For half an hour the rain beat down in torrents. None of them remembered ever hearing such a deluge descend, but perhaps their imaginations were excited on account of the peculiar conditions that surrounded them. All the same it rained, and then rained some more, until a very large quantity of water must have fallen, all of them decided.

With Paul and Jack in the tent that was nearest to the lake were
Bobolink, Tom Betts and Nuthin.

"Seems to me it's gettin' kind of damp in here," remarked Bobolink, when the clamor outside had died down somewhat, and they could hear each other talk.

"That's a fact," declared Paul; "and after all it's just as well that we made sure our blankets and other things were tied up and hung away from the ground. But seems to me I hear one of the fellows in the boat shouting to us."

When he opened the flap he found that the rain had almost stopped, as well as the wind to a great extent. Perhaps the storm was over.

"Hello!" Paul called out.

"Hey! that you, Paul?" came in a voice he recognized as belonging to Jud, who had been one of those in charge of the nearby boats.

"Yes, what's wrong?" asked the scout master.

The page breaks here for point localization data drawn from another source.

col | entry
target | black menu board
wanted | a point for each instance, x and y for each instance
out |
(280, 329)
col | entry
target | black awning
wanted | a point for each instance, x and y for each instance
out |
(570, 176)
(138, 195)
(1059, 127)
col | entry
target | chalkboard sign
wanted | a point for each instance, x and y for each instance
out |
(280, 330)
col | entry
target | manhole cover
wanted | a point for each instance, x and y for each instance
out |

"Can't you come over here? Going to be the dickens to pay, I reckon. The bally old lake's rising like fun. Looks like the outlet must have got stopped up somehow. You're sure going to have to move your tents mighty quick. Coming, Paul?"

"All right," answered the other, as he crawled out, and started under the dripping trees for the spot where the two motorboats lay in the cove, sheltered from the waves that had been dashing against the shore elsewhere.